Ora una griglia interpretativa l’abbiamo: Music ha a che fare con l’archetipico Edipo. Ma quanto ci sia di Sofocle, ovviamente rivisitato e contemporaneizzato, lo dobbiamo scoprire da soli, la mappa fornitaci da Schanelec resta vaga e misteriosa, anche se non più del tutto indecifrabile. Dopo la scena iniziale vediamo poliziotti e medici salvare un neonato in una caverna o in una stalla, probabilmente partorito dalla donna sofferente appena intravista. Ma dov’è finito l’uomo? e lei, la madre, è morta dopo il parto? Scene successive: una coppia di cinquamtenni sulla spiaggia con un neonato (lo stesso di prima, si immagina); un gruppo di ragazzi e ragazze sulla spiaggia (la stessa spiaggia o no?); un uomo tenta di baciare uno dei ragazzi, ma viene respinto e malmenato. Non dico altro, se non che con questo andamento sussultorio di scene irrelate tra loro si continua fino all’ultima inquadratura. A un certo punto la scena si sposta dalla Grecia a Berlino. Dove accadranno altri fatti decisivi benché sempre misteriosi. Intanto in corso di (non) narrazione la musica acquista un’importanza via via maggiore, scopriamo che il giovane uomo protagonista è un controtenore (Treccani: “Nel linguaggio musicale, voce maschile corrispondente al registro di contralto e con forte timbro femminile, usata soprattutto in alcuni ruoli che un tempo erano proprî dei cantanti castrati”) specializzato in musica barocca che poi si evolve, o involve, verso la produzione-esecuzione di un pop sofisticato e aristocratico.

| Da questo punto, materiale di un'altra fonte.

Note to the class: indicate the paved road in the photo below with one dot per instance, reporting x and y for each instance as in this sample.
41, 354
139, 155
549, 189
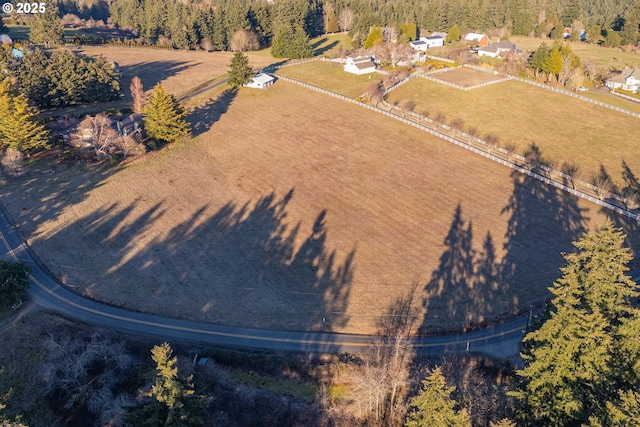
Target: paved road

Certo, Music non è destinato a piacere a chi invoca, tirando in ballo l’incolpevole Hitchcock, un cinema che sia “la vita con le parti noiose tagliate”. Anche se vincesse l’Orso, Schanelec non sarà mai un’autrice “da pubblico”, continuerà ad appartenere a quei resistenti che non scendono a patti, che ancora credono al cinema come puro gesto creativo e come pensiero, indagine, ricerca, rischio, scommessa. Ma almeno quel suo stile scabro, quella sua ricerca d’assoluto vengano visti con rispetto. Mentre scorrevano le immagini ho pensato al Bauhaus, al suo teorizzare e praticare il rigetto del superfluo, ho pensato agli interni delle chiese luterane, muri spogli, linee architettoniche rigide (avete in mente Luci d’inverno di Bergman?). Per dire quanto questo film sia così profondamente tedesco. Molti qui a citare parentele con il cinema greco dei primi Duemila, quello della coppia Lanthimos-Filippou e di Athina Tsangari, ma Schanelec non ha quello sguardo indifferente e gelido, è aliena da certe derive nel bizzarro e nel grottesco. Adesso, stiamo a vedere se la giuria avrà il coraggio di inserirla nel palmarès. Questione di ore e sapremo (la cerimonia di chiusura incomincia sabato alle ore 19). Riguardando la mia recensione del precedente film della Schanelec, I was at home, but, vedo che avevo titolato Amleto a Berlino. Qualcosa dopotutto avevo capito.